I thought of him as my father because I remembered no other before him. Justine Moritz’s father had died when she was a child. It was Frankenstein who gave me life again—the life I have now. I had to learn how to walk, how to eat with a fork and spoon, how to read first words and then sentences. All these he taught me, carefully, patiently. He had brought a woman’s dress for me, but it did not fit. In creating me, he had necessarily made me larger, elongated the joints. He was not a trained surgeon, just a university student. He did not have Moreau’s skill.

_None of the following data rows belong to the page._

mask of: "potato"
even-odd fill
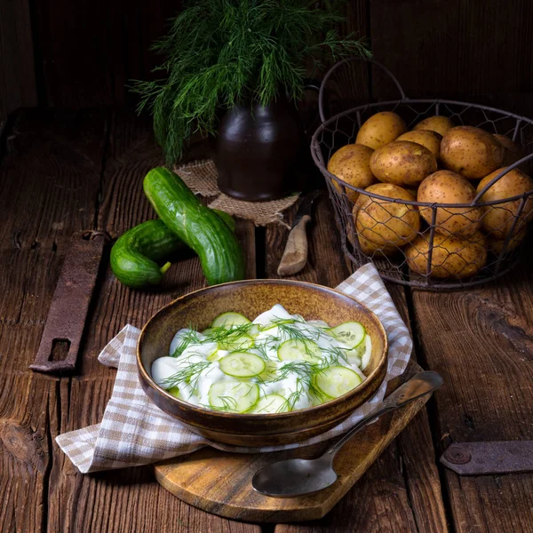
[[[389,183],[370,185],[366,190],[387,198],[415,199],[405,189]],[[420,229],[420,214],[414,205],[360,195],[354,214],[359,235],[378,246],[403,246],[412,241]]]
[[[408,140],[396,140],[374,151],[372,174],[385,183],[417,187],[437,170],[437,161],[426,147]]]
[[[429,259],[429,235],[420,235],[405,250],[409,267],[426,274]],[[436,278],[463,279],[477,274],[487,263],[485,237],[473,234],[468,240],[443,235],[434,235],[431,275]]]
[[[441,142],[441,162],[449,171],[479,179],[499,168],[504,147],[494,135],[471,126],[452,128]]]
[[[442,136],[436,131],[431,130],[417,130],[408,131],[403,135],[400,135],[396,140],[410,140],[423,147],[426,147],[434,155],[435,159],[439,159],[441,155],[441,141]]]
[[[431,131],[436,131],[442,137],[448,133],[451,128],[454,127],[454,123],[447,117],[435,115],[429,118],[425,118],[419,122],[413,130],[430,130]]]
[[[403,119],[391,111],[372,115],[359,130],[356,144],[363,144],[370,148],[378,148],[407,131]]]
[[[526,238],[527,235],[528,228],[524,227],[518,233],[513,235],[511,239],[509,239],[505,253],[515,250],[518,245]],[[487,237],[487,248],[489,248],[490,251],[493,251],[497,255],[499,255],[504,250],[505,243],[505,239],[497,239],[491,235]]]
[[[494,133],[493,135],[502,147],[504,147],[504,161],[502,162],[502,166],[509,166],[523,157],[521,147],[513,143],[508,137],[500,135],[499,133]]]
[[[505,168],[495,171],[481,179],[477,187],[477,192],[482,191],[489,182]],[[505,200],[517,195],[522,195],[533,190],[533,179],[518,169],[513,169],[500,178],[480,198],[480,203]],[[483,229],[497,239],[505,239],[513,227],[514,218],[518,214],[521,200],[503,202],[495,205],[485,205],[483,210]],[[529,197],[521,213],[521,219],[514,227],[519,232],[533,218],[533,198]]]
[[[342,147],[331,155],[328,163],[328,171],[354,187],[366,188],[378,181],[370,171],[370,155],[373,151],[364,145],[352,144]],[[337,181],[333,180],[333,185],[341,191],[341,187]],[[346,191],[352,202],[357,200],[359,193],[347,187]]]
[[[475,189],[465,178],[451,171],[439,171],[428,176],[417,195],[418,202],[428,203],[470,203],[475,197]],[[419,207],[424,219],[431,224],[433,209]],[[443,235],[467,237],[481,226],[482,211],[479,207],[439,207],[435,230]]]

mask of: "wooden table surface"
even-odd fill
[[[320,521],[259,525],[208,514],[166,492],[152,468],[83,475],[58,434],[99,422],[115,370],[97,361],[126,323],[205,284],[199,262],[174,265],[160,290],[131,290],[108,262],[72,377],[33,373],[70,235],[114,237],[154,218],[142,179],[162,163],[150,124],[110,109],[21,110],[0,147],[0,531],[533,531],[533,473],[459,477],[437,463],[451,442],[533,439],[533,253],[505,280],[452,293],[390,286],[415,357],[445,386]],[[290,215],[289,216],[290,218]],[[287,230],[238,221],[248,277],[275,277]],[[333,287],[350,273],[327,198],[296,279]]]

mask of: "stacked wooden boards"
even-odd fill
[[[2,139],[0,530],[259,533],[259,525],[181,502],[158,485],[152,466],[82,475],[53,442],[99,421],[115,372],[97,362],[98,353],[125,323],[140,325],[203,286],[195,259],[172,267],[164,287],[147,293],[120,286],[107,267],[76,375],[52,378],[27,368],[71,234],[99,227],[116,236],[153,217],[141,181],[162,161],[149,122],[99,109],[25,110]],[[275,277],[287,230],[240,222],[238,231],[248,275]],[[309,235],[310,262],[298,278],[335,286],[349,270],[327,199]],[[446,386],[325,518],[281,524],[276,533],[446,531],[449,524],[458,532],[532,531],[533,476],[459,478],[435,465],[449,439],[533,438],[530,260],[529,253],[497,285],[469,292],[406,294],[391,287],[414,326],[418,362]]]

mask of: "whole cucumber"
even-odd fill
[[[172,253],[185,244],[162,220],[147,220],[121,235],[111,249],[111,269],[116,279],[129,287],[157,285]]]
[[[235,220],[226,212],[212,210],[234,231]],[[147,220],[129,229],[111,249],[111,269],[116,279],[129,287],[157,285],[171,256],[187,245],[162,220]]]
[[[165,226],[198,254],[210,285],[244,278],[243,252],[236,237],[177,174],[157,167],[147,174],[143,187]]]

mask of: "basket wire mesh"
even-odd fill
[[[376,61],[371,62],[392,77],[402,99],[359,106],[326,120],[327,81],[338,67],[354,60],[359,58],[339,61],[324,76],[319,96],[322,123],[311,141],[313,159],[334,206],[344,252],[356,266],[374,262],[387,281],[426,290],[460,289],[505,274],[520,259],[533,218],[533,190],[492,201],[483,195],[513,169],[531,175],[533,120],[466,102],[409,99],[394,76]],[[505,135],[521,146],[523,157],[498,172],[469,203],[417,202],[358,188],[328,171],[328,162],[338,148],[354,143],[362,124],[381,111],[400,115],[408,130],[424,118],[444,115],[455,125]],[[460,227],[458,234],[443,230],[450,225]]]

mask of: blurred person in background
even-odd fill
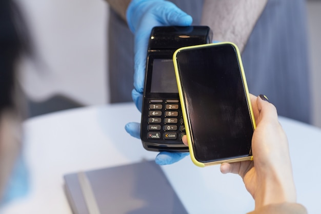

At first, I had to wear his clothes, although the trousers were too short for me. But I found that if I cut the bodice off the dress and sewed a new waistband, I could make a serviceable skirt. I used the same needle and thread he had used to stitch me together. . . . Over it, I wore a shirt of my father’s. When it was tied with a sash, I looked respectable enough.
Slowly, slowly, I learned. For months, we lived peacefully in that lonely cottage, with its stone walls and low thatched roof. Once a week, he would take a boat to what he called Mainland, for we were on an island—one of the Orkneys, I found out later. Despite its name, Mainland was one of the other islands, the largest of them. We were on one of the smaller islands. Once a week, he would come back with food—flour, sugar, whatever we could not grow in our stone-walled garden or procure from the few poor cottagers who lived on that island with us. No one bothered us, and I was not seen except by sheep, and once a shepherd boy from a distance.
Our days were simple: a breakfast of porridge, then a walk across the hills or down to the rocky beach, and perhaps a game of ball to increase my coordination. Then study. He taught me so much! I suppose out of sheer boredom as much as a desire to educate me. As Justine Moritz, I had been merely a servant, who could read fairy tales and add numbers as long as she was using the fingers of both hands. As Justine Frankenstein, I read Aristotle and discussed the sorrows of young Werther. My father had brought two trunks, one filled with me, the other filled with books. I soon exhausted them and started reading my favorites a second time.